I. Introduction

Fueled by the massive influx of data and advanced algorithms, modern deep neural network (DNN) has surprisingly benefited Internet-of-Things (IoT) applications in a spectrum of domains [2], [3], including visual detection, smart security, audio analytics, health monitoring, infrastructure inspection, etc. In recent years, enabling efficient integration of DNNs and IoT is receiving increasing attention from both academia and industry. DNN-driven applications typically have a two-phase paradigm: 1) a training phase wherein a model is trained using a training data set and 2) an inference phase wherein the trained model is used to output results (e.g., prediction, decision, and recognition) for a piece of input data. With regard to the deployment on IoT devices, the inference phase is mainly adopted to process data collected on the fly. Given the fact that complex DNN inference tasks can contain a large number of computational operations, their execution on resource-constrained IoT devices becomes challenging, especially when time-sensitive tasks are taken into consideration.
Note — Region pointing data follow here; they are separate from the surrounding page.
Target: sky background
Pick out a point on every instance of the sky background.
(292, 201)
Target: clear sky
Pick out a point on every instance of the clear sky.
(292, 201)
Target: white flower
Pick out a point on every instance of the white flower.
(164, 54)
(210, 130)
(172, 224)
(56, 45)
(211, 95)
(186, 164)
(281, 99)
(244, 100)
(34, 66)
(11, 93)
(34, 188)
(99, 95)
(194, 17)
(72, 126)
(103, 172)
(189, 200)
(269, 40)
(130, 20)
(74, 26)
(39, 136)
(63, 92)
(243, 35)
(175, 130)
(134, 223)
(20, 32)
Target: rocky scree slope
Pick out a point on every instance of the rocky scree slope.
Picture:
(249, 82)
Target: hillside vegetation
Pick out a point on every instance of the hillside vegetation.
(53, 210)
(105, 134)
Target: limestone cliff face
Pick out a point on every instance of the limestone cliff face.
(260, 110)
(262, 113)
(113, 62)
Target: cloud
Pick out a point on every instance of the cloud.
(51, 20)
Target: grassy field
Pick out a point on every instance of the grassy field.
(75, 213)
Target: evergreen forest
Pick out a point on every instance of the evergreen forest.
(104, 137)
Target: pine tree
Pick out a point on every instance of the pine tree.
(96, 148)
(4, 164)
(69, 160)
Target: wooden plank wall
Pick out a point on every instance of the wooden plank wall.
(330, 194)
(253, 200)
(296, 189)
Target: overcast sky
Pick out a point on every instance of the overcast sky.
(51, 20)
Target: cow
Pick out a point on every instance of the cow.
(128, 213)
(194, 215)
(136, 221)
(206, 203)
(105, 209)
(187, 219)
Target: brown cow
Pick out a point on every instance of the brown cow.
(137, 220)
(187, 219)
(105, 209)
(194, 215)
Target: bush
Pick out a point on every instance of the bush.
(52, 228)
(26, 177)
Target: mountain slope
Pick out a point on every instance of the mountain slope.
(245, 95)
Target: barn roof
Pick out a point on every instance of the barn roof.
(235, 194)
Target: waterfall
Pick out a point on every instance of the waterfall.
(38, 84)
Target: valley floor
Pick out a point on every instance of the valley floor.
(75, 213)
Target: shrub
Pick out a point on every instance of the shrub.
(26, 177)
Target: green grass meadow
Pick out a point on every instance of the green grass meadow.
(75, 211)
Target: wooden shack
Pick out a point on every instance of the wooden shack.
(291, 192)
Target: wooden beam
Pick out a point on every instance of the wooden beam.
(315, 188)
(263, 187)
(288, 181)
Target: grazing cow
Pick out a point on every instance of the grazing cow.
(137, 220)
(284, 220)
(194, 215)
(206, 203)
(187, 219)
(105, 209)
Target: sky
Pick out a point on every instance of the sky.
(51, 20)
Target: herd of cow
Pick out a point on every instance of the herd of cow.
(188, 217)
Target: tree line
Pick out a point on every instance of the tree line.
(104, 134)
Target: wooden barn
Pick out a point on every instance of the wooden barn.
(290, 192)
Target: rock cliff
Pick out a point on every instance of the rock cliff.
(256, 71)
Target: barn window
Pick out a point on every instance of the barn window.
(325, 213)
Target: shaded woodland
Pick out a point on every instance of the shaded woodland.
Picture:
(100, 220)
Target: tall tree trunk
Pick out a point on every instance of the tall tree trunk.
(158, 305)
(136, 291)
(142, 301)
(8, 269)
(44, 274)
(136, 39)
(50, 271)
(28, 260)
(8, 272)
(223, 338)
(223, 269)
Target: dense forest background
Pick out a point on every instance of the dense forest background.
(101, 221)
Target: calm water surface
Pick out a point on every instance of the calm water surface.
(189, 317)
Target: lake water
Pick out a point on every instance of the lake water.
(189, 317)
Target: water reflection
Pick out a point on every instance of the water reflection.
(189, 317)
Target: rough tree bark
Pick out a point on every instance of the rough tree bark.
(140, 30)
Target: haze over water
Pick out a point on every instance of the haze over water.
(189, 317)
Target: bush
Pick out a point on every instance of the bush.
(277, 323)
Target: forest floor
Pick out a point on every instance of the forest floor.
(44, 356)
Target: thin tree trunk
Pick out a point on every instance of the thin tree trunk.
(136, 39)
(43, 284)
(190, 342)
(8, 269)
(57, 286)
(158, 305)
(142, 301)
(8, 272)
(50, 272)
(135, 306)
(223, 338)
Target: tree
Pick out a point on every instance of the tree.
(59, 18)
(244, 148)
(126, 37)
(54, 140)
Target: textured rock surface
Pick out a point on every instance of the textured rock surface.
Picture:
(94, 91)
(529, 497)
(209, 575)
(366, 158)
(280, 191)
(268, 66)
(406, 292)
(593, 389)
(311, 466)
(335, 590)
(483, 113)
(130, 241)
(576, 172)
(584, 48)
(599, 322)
For example, a single inference task using popular DNN architectures (e.g., AlexNet [4], FaceNet [5], and ResNet [6]) for visual detection can require billions of operations. Moreover, many IoT devices are powered by battery, which will be quickly drained by executing these complex DNN inference tasks. To soothe IoT devices from heavy computation and energy consumption, outsourcing complex DNN inference tasks to public cloud computing platforms has become a popular choice in the literature. However, this type of “cloud-backed” system can raise privacy concerns when the data sent to remote cloud servers contain sensitive information [7], [8].